Mon, 04 Oct 1999

Jailed woman avows love for son

By Yogita Tahil Ramani

JAKARTA (JP): Khanchana Thiangtum is really having a bad year. Her first trip to Indonesia last August landed her in a National Police cell thousands of kilometers away from her home in Bangkok.

The divorced mother of a 12-year-old boy was financially independent last June until her employer, who was also her husband, stopped her salary.

"I need money to feed Bia, my son, and to get him through school," the woman, who was apprehended recently for alleged possession of heroin, told The Jakarta Post in broken English.

"All my life, I haven't had money. I don't care much (for it). All my life, nobody loved me. I don't care. I only care (for) Bia. Only he loves me."

The 28-year-old Thai national started working at her husband's small luggage factory when Bia was only six months old.

"I had to work for him, making bags, because I'm not smart. Still, he cheated on me with another woman," she said.

"He gave me money every day. I got 50 baht (US$1.20) a day, 1500 baht a month. That (was) not enough. Not enough for me and my baby," she said, shifting uncomfortably in her prison clothes of a blue top and blue shorts.

Khanchana was stopped at the Soekarno-Hatta International Airport for reportedly attempting to smuggle 1.75 kilograms of pure heroin into the country on Aug. 31. She disembarked from Thai Airways flight number 433 from Bangkok, which landed at the airport at 12:30 p.m.

The heroin, found in the sides of a travel bag, had a total street value here of some Rp 700 million (US$92,000).

She said that none of her family members knew about her situation here and that she missed her son very much.

"I don't know how Bia is now. He is 12 years old ... in his sixth year at elementary school. I could not keep him with (my) brother. My brother has two babies. Bia is with his father's parents now," Khanchana said.

She, however, dismissed the possibility that her former husband might take her "baby" away from her.

"If that man cared, he would have taken my baby away when he divorced me. Why now?" she asked.

In a pained voice, the lady cried that she was always cursed with bad luck.

"My father divorced my mother when I was a baby... only two (years old). My brother was five. My father got a new wife. When I turned 10, my father died," Khanchana said.

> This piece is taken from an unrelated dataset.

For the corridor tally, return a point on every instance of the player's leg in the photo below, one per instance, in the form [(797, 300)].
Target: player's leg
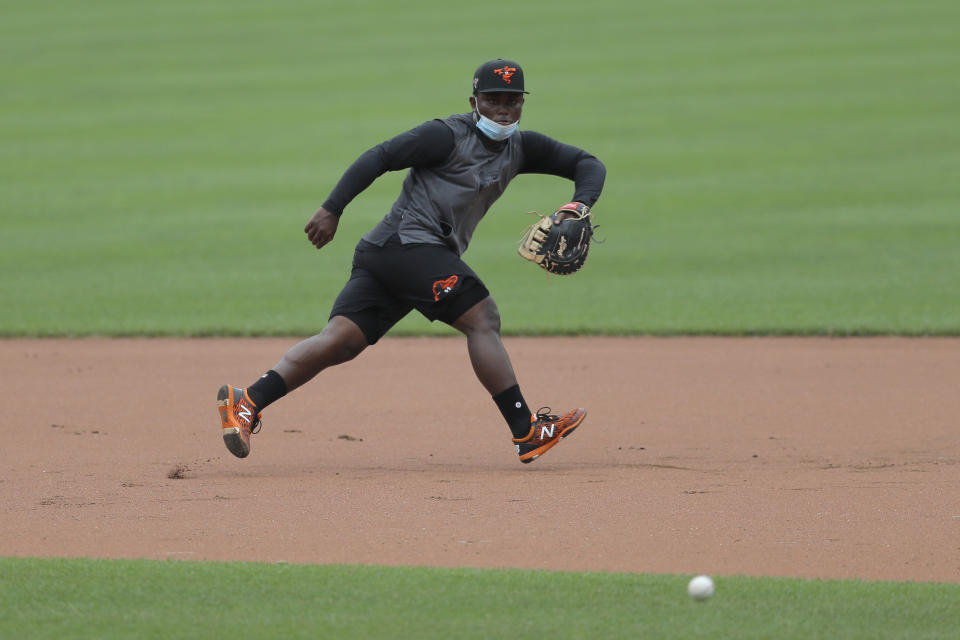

As a result, Khanchana was sent to stay with her father's sister who had four children.

"My aunt never gave me good food, clothes, or new underwear. There was nothing new for me. For a long time, there was no new (stuff) for me," she said.

Khanchana met her husband, who came from a village near Bangkok, when she was 15. She stayed with him since then and claimed he was her husband.

She declined to describe whether her marriage was a formal one. "I married him by my heart," she said.

"One day, he (husband) did not come home. And he didn't come home the next day, either."

"A neighbor told me that he was with another woman. I went to work the next day. True enough, I saw him with his arm around a woman."

Khanchana said during the course of work, a Nigerian customer often came to the small luggage store in the Pathumwan shopping district of Siam Square in Bangkok.

"He always went to his friend's ticket shop in Pathumwan," she said.

Due to financial desperation, she went one day in August to meet her girlfriend who worked at the crowded shopping district.

Khanchana said that to go to her friend's store she had to pass that "ticket shop".

"On that day, this Nigerian met me. He asked me where I had been."

Khanchana told him that she had no money and that she and her "baby" were starving.

"He told me to meet him the next day at the Bangkok Center House. I met him the next day. He told me to go to Jakarta with a blue bag. He did not tell me what was in the bag. I also didn't ask," she said.

When asked why she didn't, she said quite angrily: "I did not think anymore. I didn't care. He promised me that a man in Jakarta would give me US$2,000 for the bag."

When asked if she called her in-laws to tell them about her current situation, Khanchana said that she could not do it now.

"Not now. They would be ashamed of me. Not now," she said crying.